Krebs isn’t claiming to have solved this case. “These are my observations. Are they 100 percent right? I’m sure they’re not,” he said. “Is there a pattern here that deserves more scrutiny? Yes.”
The Impact Team, for example, has argued in its public statements that it attacked Ashley Madison in part because of its promotion of infidelity, and in his Twitter posts, Zu has echoed that kind of rhetoric.
Deepening the mystery, it’s possible that the Zu Twitter persona is used by more than one person. The account posts prolifically and with significant changes in tone. It appears that the account is engaged in conversation with someone, but it does not use Twitter’s “@” reply function. If the @deuszu account belongs to the hackers who breached Ashley Madison, it is possible that they use it as a form of communication with one another, posting on its page as a kind of public message board.
Social media searches for the persona behind the name Thadeus Zu reveal little information. That person’s Facebook page is an escapist fantasy that has appropriated photographs of the male model Rob Evans for its profile pictures. Various social media posts indicate that Zu may have lived in Australia for a time and also in Canada. The latter place of residence is certainly intriguing given that Ashley Madison is a Toronto-based company, and its executives have said that the hackers likely “touched” its security systems at some point.

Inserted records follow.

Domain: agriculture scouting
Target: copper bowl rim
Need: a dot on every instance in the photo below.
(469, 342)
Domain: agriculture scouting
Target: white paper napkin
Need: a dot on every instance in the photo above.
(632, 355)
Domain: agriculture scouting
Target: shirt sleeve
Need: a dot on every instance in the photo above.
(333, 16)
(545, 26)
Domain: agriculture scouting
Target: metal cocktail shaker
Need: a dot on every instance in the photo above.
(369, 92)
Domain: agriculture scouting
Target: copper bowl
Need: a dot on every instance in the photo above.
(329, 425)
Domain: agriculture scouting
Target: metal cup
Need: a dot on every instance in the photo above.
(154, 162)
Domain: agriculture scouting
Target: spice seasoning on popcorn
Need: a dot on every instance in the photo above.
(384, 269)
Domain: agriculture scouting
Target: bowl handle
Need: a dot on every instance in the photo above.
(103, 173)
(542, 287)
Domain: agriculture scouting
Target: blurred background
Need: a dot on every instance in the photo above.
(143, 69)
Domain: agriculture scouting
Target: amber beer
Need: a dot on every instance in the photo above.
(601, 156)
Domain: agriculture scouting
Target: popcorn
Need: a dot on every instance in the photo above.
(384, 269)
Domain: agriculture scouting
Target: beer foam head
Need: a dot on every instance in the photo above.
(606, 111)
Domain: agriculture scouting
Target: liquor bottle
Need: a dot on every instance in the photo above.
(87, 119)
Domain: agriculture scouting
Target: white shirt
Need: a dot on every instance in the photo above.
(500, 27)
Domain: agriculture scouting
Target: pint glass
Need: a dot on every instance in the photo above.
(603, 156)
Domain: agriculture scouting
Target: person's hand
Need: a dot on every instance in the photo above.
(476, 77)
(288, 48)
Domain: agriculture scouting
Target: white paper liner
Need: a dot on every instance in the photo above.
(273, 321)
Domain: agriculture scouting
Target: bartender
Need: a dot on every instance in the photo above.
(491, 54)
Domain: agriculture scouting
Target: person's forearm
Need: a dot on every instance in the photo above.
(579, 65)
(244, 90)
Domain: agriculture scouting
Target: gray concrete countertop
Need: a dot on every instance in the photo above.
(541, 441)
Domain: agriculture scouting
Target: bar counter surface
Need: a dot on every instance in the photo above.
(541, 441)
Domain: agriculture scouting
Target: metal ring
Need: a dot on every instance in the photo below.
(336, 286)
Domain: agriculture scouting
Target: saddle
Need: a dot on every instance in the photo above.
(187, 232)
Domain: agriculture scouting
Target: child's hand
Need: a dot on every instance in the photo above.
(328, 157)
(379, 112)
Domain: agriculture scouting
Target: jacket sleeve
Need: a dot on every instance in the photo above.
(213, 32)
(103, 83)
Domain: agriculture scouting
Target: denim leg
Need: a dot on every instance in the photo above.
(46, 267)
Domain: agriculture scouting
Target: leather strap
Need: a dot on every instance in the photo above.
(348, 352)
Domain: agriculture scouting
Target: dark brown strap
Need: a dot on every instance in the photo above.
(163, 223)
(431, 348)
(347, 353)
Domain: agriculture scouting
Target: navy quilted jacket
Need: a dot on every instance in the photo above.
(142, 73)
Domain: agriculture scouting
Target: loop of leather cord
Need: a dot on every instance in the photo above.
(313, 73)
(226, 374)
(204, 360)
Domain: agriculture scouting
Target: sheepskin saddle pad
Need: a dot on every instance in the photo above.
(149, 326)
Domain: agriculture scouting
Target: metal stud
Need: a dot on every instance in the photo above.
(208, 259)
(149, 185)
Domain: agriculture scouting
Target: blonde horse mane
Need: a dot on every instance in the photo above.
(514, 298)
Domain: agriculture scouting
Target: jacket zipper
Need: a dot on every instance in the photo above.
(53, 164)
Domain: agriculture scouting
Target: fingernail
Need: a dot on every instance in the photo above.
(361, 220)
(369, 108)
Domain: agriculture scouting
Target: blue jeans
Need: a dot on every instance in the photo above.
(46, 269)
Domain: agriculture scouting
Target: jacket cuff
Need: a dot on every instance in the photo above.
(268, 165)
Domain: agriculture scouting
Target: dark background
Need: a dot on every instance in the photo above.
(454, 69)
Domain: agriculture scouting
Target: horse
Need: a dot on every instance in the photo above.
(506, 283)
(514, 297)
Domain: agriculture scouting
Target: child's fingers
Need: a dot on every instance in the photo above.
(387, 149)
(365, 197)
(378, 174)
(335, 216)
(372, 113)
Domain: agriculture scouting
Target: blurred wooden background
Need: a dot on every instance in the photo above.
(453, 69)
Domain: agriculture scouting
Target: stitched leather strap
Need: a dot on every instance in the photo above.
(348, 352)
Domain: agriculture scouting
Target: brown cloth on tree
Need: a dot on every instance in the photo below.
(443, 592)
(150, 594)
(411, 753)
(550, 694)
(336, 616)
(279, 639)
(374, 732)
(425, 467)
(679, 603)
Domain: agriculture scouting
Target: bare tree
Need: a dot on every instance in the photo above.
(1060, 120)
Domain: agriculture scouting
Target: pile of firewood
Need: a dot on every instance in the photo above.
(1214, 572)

The Ashley Madison hack has generated intense public interest and is fairly unprecedented in the recent history of massive data breaches. Stealing credit cards or social security numbers can certainly be damaging, but exposing a spouse’s desire to have an affair is a far more personal matter. Reports have surfaced of hackers trying to blackmail those whose account information has been leaked. There are even reports of suicides connected to the breach.
Thanks to his coverage of the breach, Krebs’s blog set a traffic record this month. He says his investigation into Thadeus Zu will continue.